PERSON OF THE WEEK: As we’ve seen time and time again, mortgage rates can have a huge impact on home buyer sentiment. In general, when rates go up, home buyer confidence goes down.
This spring, the housing market is enjoying a significant drop in rates that came in February and March. The lower rates, in turn, are translating into higher consumer confidence and stronger home sales.
Also boosting consumer confidence is the fact that unemployment is low, wages are rising and home price appreciation is slowing.
So how are mortgage lenders going to capitalize on the opportunities that await them this spring? Can they compete on just rates alone – or will technology adoption and the “customer experience” become an even more important factor?
To learn more about these and other important trends that will effect lenders in 2019, MortgageOrb recently interviewed Mason Whitehead, a home loan specialist for Churchill Mortgage based in Texas.
Q: What direction do you see mortgage rates going, and how will it impact borrower confidence?
Whitehead: Whereas last year many thought interest rates would creep steadily higher, the inverse has actually held true. Rates have dropped – and as of right now they look to be holding steady. This is coupled with the Federal Reserve’s indication that they intend to not raise rates again this year. While this could quickly change, it’s given the market some breathing room as borrowers have additional peace of mind while shopping for a home.
All the same, what’s important for lenders moving forward is not their interest rate, but the additional value they bring to the table with each and every deal. Most all lenders are offering a competitive interest rate, at this point. What will really help them stand apart from the rest are the programs and tools they offer borrowers to create a positive, hassle-free home buying experience.
Q: What are your thoughts on whether this is a buyers’ or sellers’ market?
Whitehead: There has been a significant shift in the market where, right now, there is still a fair amount of competition at lower price points, but once buyers cross the $500,000 threshold, they tend to have more leverage. We are seeing those buyers get better deals and have more room to negotiate throughout the closing process.
In Texas, inventory is still competitive and we are experiencing a tight market for buyers looking to purchase below the $300,000 price point. So, sellers tend to have more sway.
Buyers are responding by looking outside of city centers and into the surrounding metro area for more affordable homes. In that $600,000 and up market, however, sellers are starting to see a marked slow-down in the home buying process, as buyers are tending to shop around and look for the best deal.
Q: How do you see technology influencing the mortgage industry, particularly when it comes to digital services for borrowers?
Whitehead: “Technology at the convergence of relationships and convenience,” is a phrase that has been circulating within the financial services industry, and it has been particularly impactful on the mortgage market.
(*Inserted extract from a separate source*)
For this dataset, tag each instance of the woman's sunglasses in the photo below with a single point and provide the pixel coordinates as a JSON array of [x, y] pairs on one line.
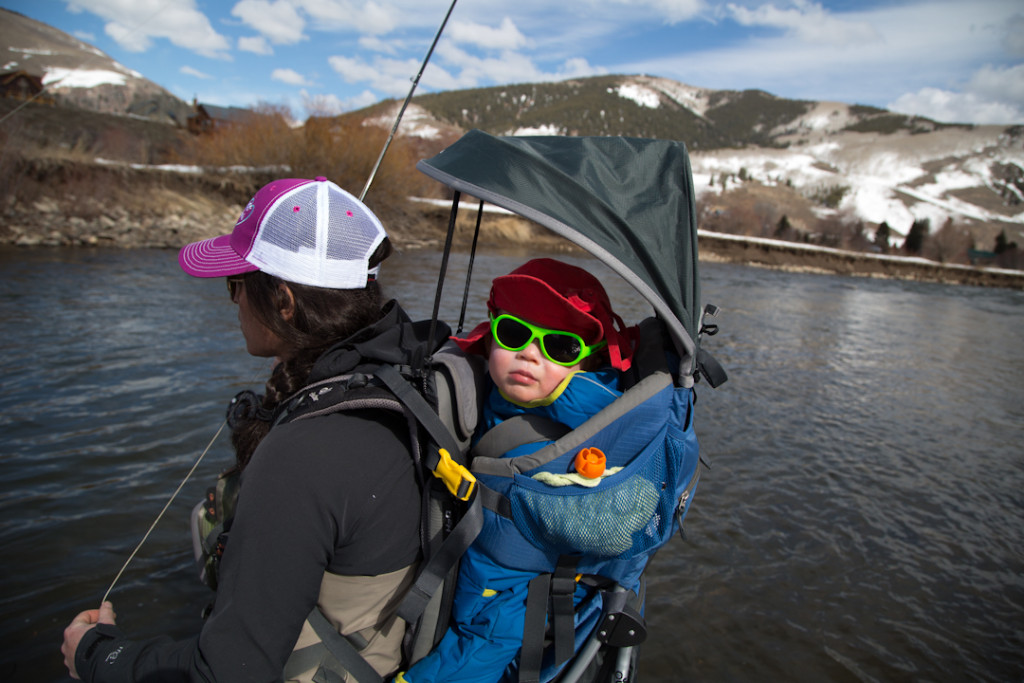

Online lenders like to promote the speed of their transactions, but the bottom line is traditional mortgage lenders have access to much of the same technology, in addition to the face-to-face interactions and experience necessary to build long-term relationships that drive referrals and repeat business.
It is likely the industry will start to see two distinct types of borrowers: those who want the digital experience of an online mortgage and those who want the traditional relationship-based approach. To truly succeed, lenders will need to be fluent in offering both depending on the preferences of each individual borrower.
Q: What types of programs or technology can lenders use to create an excellent borrower experience and set themselves apart from the competition?
Whitehead: In the near future, it will not be enough for lenders to solely offer a competitive interest rate and expect that to drive business. Lenders will need to bring real, tangible value to the table when engaging with borrowers.
This means providing them with tools and assets that not only educate and guide them through the home buying process, but that make the process itself easier as well. For example, with the right technology in place, lenders can now provide borrowers with access to real-time MLS listings, long-term analyses of various loan options tailored to their individual financial situation, and even digital journals to help them better keep track of everything in progress and share that progress with their friends, family and realtors.
Lenders can also offer borrowers the option of pre-underwriting their loan, in lieu of the traditional pre-approval, which gives the borrower an additional sense of confidence when shopping for their home.
Q: What is the importance of non-QM programs for borrowers?
Whitehead: Non-QM programs allow non-traditional buyers, such as self-employed or gig economy workers, to qualify for a loan that they might not otherwise be able to obtain. Even though these loans have a higher interest rate, it’s likely we’ll see an increase in non-QM products as more and more borrowers fail to fit within the traditional credit box, but are still good candidates for a mortgage loan.
Keep in mind, however; there is a significant difference between those borrowers who have no credit score and those who have a bad score or poor credit history. Many of those borrowers looking at non-QM products simply lack enough taxable income to qualify for a traditional mortgage. Programs like this make sense for people in these non-traditional situations because it is the only way they can qualify for a loan right now. Oftentimes, after paying down the loan for a period of time, they will be in a position to refinance to get a lower rate moving forward.